Da 16 anni, ogni mese di gennaio, 30 bambini nuovi arrivano nella nostra casa di accoglienza all’asilo nido e alla fine dell’anno scolastico altri 30 bambini ci lasciano per entrare nella scuola elementare a D’kar. In tutto ospitiamo 90 bambini. Durante i tre anni con noi bambini e insegnanti imparano a conoscersi ed a volersi bene. La nostra grande famiglia conta 104 persone. Durante la scuola materna i nostri bimbi vengono preparati con professionalità, serietà e responsabilità per il nuovo cammino. Quando poi arriva il grande momento, ognuno reagisce in maniera diversa: chi è contento e felice, chi è dispiaciuto o preoccupato e chi ha addirittura molta paura. Questi cambiamenti coinvolgono anche noi, perché dopo tutto, questi bimbi sono diventati anche un po’ bambini “nostri”. Io, conoscendo bene la scuola e le famiglie, il più delle volte sono preoccupata per loro ed il loro futuro. Vorrei che rimanessero sempre con noi. Di tutto cuore auguro loro salute, benessere, possibilità di una buona crescita ma soprattutto sostegno, affetto e comprensione da parte degli adulti. Noi faremo il possibile per stargli vicino anche quando non saranno più con noi, ma è praticamente impossibile poterli seguire tutti quanti. Loro sanno bene che possono rivolgersi a noi in qualsiasi momento, ascolteremo sempre le loro preoccupazioni e gli daremo sempre una mano nelle situazioni difficili.
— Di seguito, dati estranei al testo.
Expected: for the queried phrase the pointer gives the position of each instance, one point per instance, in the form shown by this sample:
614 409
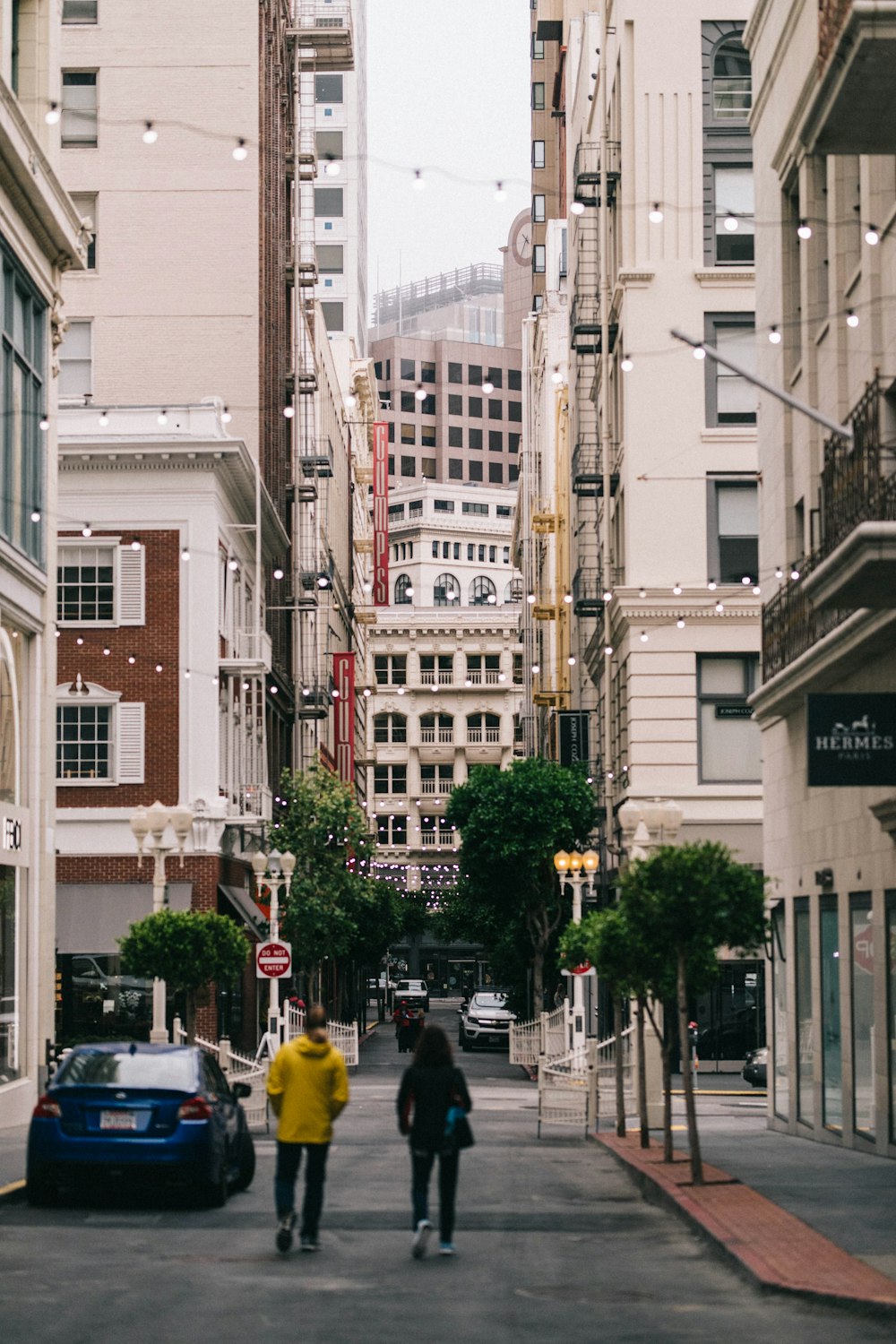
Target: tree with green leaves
681 905
187 949
512 823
Ogni volta che parto per l’Italia Ivy versa tante di quelle lacrime che fa piangere anche me. Dice che durante la mia assenza soffre di solitudine e di fame e di fame soffre anche tutta la sua famiglia. Ivy è una delle nostre sarte del progetto donne “Basadi Bothagka” (donne intelligenti e diligenti). Tagliano e cuciono grembiuli, borse, borsette per gioielli, tovagliette americane, arazzi, ecc. da vendere, ma anche vestiti per loro ed i loro bambini. Purtroppo non sono ancora autosufficienti, hanno bisogno di aiuto e sorveglianza perciò quando non ci sono, producono e vendono molto di meno. Un passo importante ma difficile da fare è portarle all’indipendenza. La regola sarebbe che dopo 3 anni di pratica da noi dovrebbero lasciare il posto ad altre donne, mamme dei nostri bambini, per dare loro la possibilità d’imparare a cucire e di dare un piccolo aiuto economico alle loro famiglie. Spesso non ho il coraggio di mandarle via, perché da noi si sentono protette e al sicuro ed è l’unico guadagno che hanno. Le donne che hanno lavorato da noi precedentemente hanno messo via una parte del loro guadagno per acquistare una propria macchina da cucire. Il problema sta nella vendita dei nostri articoli. So che è molto difficile vendere e guadagnare nei loro villaggi, la gente è povera, non ha soldi ed i mezzi di trasporto mancano per portare e proporre la merce altrove. Fino ad ora vendiamo ai privati in Italia, in Svizzera ed ogni tanto un turista compra qualcosa da portare a casa.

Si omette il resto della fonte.